Neurologists are being called on to play a bigger role in diagnosing and managing hypertension in a bid to stem the tide of stroke and cognitive decline associated with the condition.
Writing in JAMA Neurology, US neurologists, who have investigated antihypertensive prescription patterns in primary care and neurology clinics for patients diagnosed with a stroke, found that while total antihypertensive prescriptions were increasing over time, 50.9% of primary care visits involved the prescription of an antihypertensive compared with only 26.2% of neurology visits.
Neurologists should find these numbers ‘shocking and unacceptable’ say the authors, noting that neurologists may be seeing patients as frequently as primary care physicians do for certain neurologic diseases, such as epilepsy, multiple sclerosis, and migraine. Visits that represent potential missed opportunities for counselling patients and primary prevention, they argue.
Speaking to the limbic about the commentary Professor Stephen Davis, Director of the Melbourne Brain Centre and Neurology at the Royal Melbourne Hospital, said the message is an important one that already underscores Australian practice.
“I think most neurologists in Australia would regard measurement of blood pressure as being one of the important aspects of examination. Australian neurologists are probably much more competent in general medical treatments than American neurologists because we have quite extensive general medicine training before we go into neurology.

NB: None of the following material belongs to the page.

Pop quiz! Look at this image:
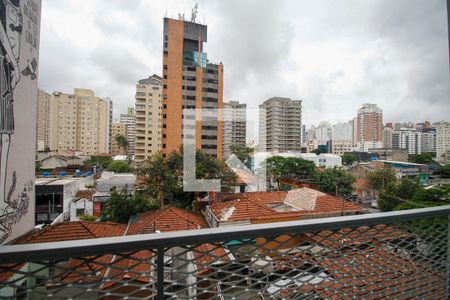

“We all recognise the importance of hypertension in neurological diseases so we’re very familiar with the treatment of hypertension – that it has to be aggressively treated – and most of us are comfortable deciding which of the blood pressure drugs to use.”
But charging neurologists with initiating hypertension treatment is problematic, argues Professor Davis, who is the Immediate Past-President of the World Stroke Organisation.
“The problem is this: hypertension usually requires more than one measurement of blood pressure to establish that the patient truly has hypertension. If a high blood pressure reading is picked up in an outpatient setting then usually the neurologist will advise the GP to recheck the blood pressure and to institute anti hypertensive therapy.”
The authors of the commentary concede that a number of challenges and barriers would need to be overcome before neurologists could become more involved in managing hypertension – fear of overstepping boundaries with general practitioners, for instance.
And, with neurologists in short supply, patients and primary care physicians may prefer that neurologists focus on ‘the active neurologic issue at hand rather than preventing potential future neurologic conditions’, they write.
But the problem of limited neurologist time when it comes to actively diagnosing and treating hypertension could be helped along with the use of existing practice team members, they suggest. Medical assistants performing intake blood pressures could use a hypertension algorithm and relatively simple electronic health record interventions, such as after visit summaries explaining the importance of blood pressure control and automated messaging to primary care physicians could promote primary prevention efforts.
Meanwhile hypertension clinics run by advanced practice physicians or pharmacists could represent alternative solutions in situations where neurologists can’t personally manage hypertension, they add.
“Neurologists are not the sole answer to stemming the tide of hypertension, but it is necessary to increasingly recognise the role hypertension plays in the lives of patients and the spectrum of neurologic disease that matters to them.
This specialty should feel obligated and empowered to become a bigger part of the solution.”
The viewpoint was published in JAMA Neurology.